Public servants succeed despite chronic underfunding of their efforts. You would be shocked at the leanness of the public sector. It makes the private sector look bloated. Responsibilities that might be an entire department at Google fall upon one or two state or municipal employees. Apple has Apple University to help its employees learn new skills. For public sector employees everything is learned on the fly and on your own. The Government of the United Kingdom has established the Government Digital Services Academy to teach its public servants digital skills and techniques. We should do this in Massachusetts.

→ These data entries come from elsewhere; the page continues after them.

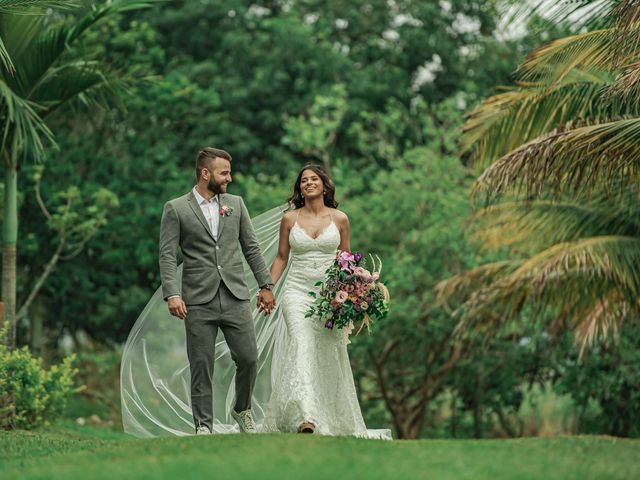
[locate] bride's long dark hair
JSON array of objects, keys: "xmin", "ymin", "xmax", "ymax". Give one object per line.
[{"xmin": 288, "ymin": 165, "xmax": 338, "ymax": 208}]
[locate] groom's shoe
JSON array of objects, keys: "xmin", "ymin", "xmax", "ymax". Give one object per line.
[
  {"xmin": 298, "ymin": 422, "xmax": 316, "ymax": 433},
  {"xmin": 231, "ymin": 409, "xmax": 258, "ymax": 433}
]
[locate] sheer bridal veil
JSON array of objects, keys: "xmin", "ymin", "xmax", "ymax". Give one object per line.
[{"xmin": 120, "ymin": 204, "xmax": 289, "ymax": 437}]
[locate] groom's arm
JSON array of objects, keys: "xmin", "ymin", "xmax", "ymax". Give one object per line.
[
  {"xmin": 239, "ymin": 197, "xmax": 273, "ymax": 287},
  {"xmin": 159, "ymin": 202, "xmax": 180, "ymax": 300}
]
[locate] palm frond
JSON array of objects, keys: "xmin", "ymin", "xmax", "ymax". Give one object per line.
[
  {"xmin": 472, "ymin": 197, "xmax": 640, "ymax": 253},
  {"xmin": 573, "ymin": 290, "xmax": 633, "ymax": 357},
  {"xmin": 0, "ymin": 0, "xmax": 79, "ymax": 15},
  {"xmin": 516, "ymin": 23, "xmax": 640, "ymax": 83},
  {"xmin": 434, "ymin": 260, "xmax": 522, "ymax": 305},
  {"xmin": 462, "ymin": 71, "xmax": 624, "ymax": 166},
  {"xmin": 0, "ymin": 80, "xmax": 54, "ymax": 159},
  {"xmin": 7, "ymin": 0, "xmax": 158, "ymax": 98},
  {"xmin": 474, "ymin": 118, "xmax": 640, "ymax": 200},
  {"xmin": 610, "ymin": 62, "xmax": 640, "ymax": 103},
  {"xmin": 455, "ymin": 236, "xmax": 640, "ymax": 340},
  {"xmin": 515, "ymin": 0, "xmax": 619, "ymax": 29}
]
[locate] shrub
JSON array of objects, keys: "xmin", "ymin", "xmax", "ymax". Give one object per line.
[{"xmin": 0, "ymin": 332, "xmax": 82, "ymax": 429}]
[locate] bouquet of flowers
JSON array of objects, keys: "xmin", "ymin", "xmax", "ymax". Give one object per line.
[{"xmin": 305, "ymin": 251, "xmax": 389, "ymax": 335}]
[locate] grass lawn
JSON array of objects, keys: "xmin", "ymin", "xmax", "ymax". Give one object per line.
[{"xmin": 0, "ymin": 424, "xmax": 640, "ymax": 480}]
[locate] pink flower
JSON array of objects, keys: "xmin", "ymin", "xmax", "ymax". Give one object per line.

Finally the Commonwealth should establish a Data Standards Authority, modeled after the same authority in the United Kingdom. Standards are how we can have data couplings that let state agencies and municipalities talk with each other. As the Commonwealth adopts standards, the private sector will see this leadership and learn what it needs to do to share information on anything from vaccine appointments to construction plans. We can make sure when the next crises arrives, we can work together.
These steps would merely be a down payment on the work required to modernize state government. To make this work the state needs to successfully recruit, train, and retain product managers, designers, and developers in agencies across the Commonwealth. These individuals need to reflect the diversity of our community, and build their tools with empathy and understanding of existing people and ways. It will not happen overnight, but no place is better equipped to do this than Massachusetts.